Еще немного любуюсь спящей девочкой. На сердце радостно, что она успокоилась и теперь даже улыбается во сне.
Выхожу из комнаты, не до конца прикрыв дверь.
В ступоре останавливаюсь от представшей моим глазам картины.
Отец малышки спит на диване. Не разделся. Будто просто присел, но сон его сморил, и он завалился на подушку, согнув ноги в коленях.
Сколько он без сна, раз его без конца рубит? Очевидно, очень–очень долго.
С минуту разглядываю заросшее бородой лицо, пытаясь представить его без нее. Наверное, он красивый. И не настолько стар, как мне показалось изначально. Просто из–за усталости на лбу, переносице и возле глаз собрались морщинки, плюс щетина, все это прибавило ему лет десять.

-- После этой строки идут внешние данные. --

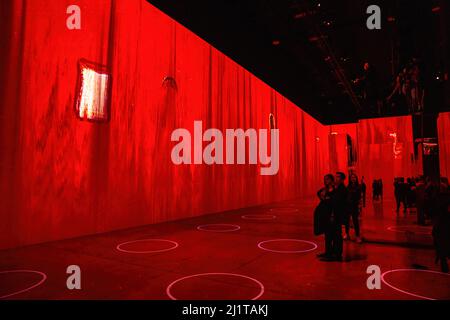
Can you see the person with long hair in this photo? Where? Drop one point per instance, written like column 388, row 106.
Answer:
column 354, row 206
column 322, row 214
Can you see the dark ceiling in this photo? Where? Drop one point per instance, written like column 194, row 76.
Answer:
column 311, row 50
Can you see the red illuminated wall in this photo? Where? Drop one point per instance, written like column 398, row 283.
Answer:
column 62, row 177
column 444, row 143
column 383, row 157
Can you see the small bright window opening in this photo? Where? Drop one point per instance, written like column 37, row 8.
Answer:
column 94, row 91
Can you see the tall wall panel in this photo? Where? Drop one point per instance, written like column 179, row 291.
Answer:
column 444, row 143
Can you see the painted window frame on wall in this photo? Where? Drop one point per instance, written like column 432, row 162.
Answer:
column 100, row 72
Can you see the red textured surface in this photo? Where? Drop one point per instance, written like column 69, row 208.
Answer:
column 376, row 151
column 444, row 143
column 61, row 177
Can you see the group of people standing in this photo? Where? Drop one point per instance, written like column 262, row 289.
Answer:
column 339, row 205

Бедолага, – качаю головой и укрываю пледом, тушу свет.
Выхожу из комнаты, осматриваюсь.
Справа по коридору еще одна дверь, подозреваю, там спальня. Не знаю, что мной движет, возможно, простое женское любопытство, но я оглядываюсь на Николая, проверяя спит ли он.
Спит.
На цыпочках подхожу к закрытой двери.
В груди барабанная дробь, ладошки потеют, по спине холодок.
Не знаю, что увижу там, боюсь, но ничего не могу с собой поделать, толкаю дверь.
Заперто!
В какой–то степени чувствую облегчение, что она закрыта, с другой стороны – просто так обычные комнаты не запирают.
Иду на кухню. В раковине гора посуды, на столе упаковки из–под китайской лапши, пиццы и банки с детской смесью. Несколько детских бутылочек в упаковке и после смеси.
Замечаю, что бутылок после алкоголя нет. Даже в мусорном ведре, что стоит в шкафу под раковиной, пусто. Ну, хоть не пьет, не заливает горе алкоголем.
А вообще кухня красивая, уютная, несмотря на беспорядок. С белыми занавесками на окне и жалюзи. Герани два горшка на подоконнике. На полках баночки для сыпучих продуктов в одном стиле.
Поливаю цветы, они на грани засыхания. Мою посуду, собираю в пакеты мусор, навожу порядок. Сама прислушиваюсь, не проснулась ли малышка.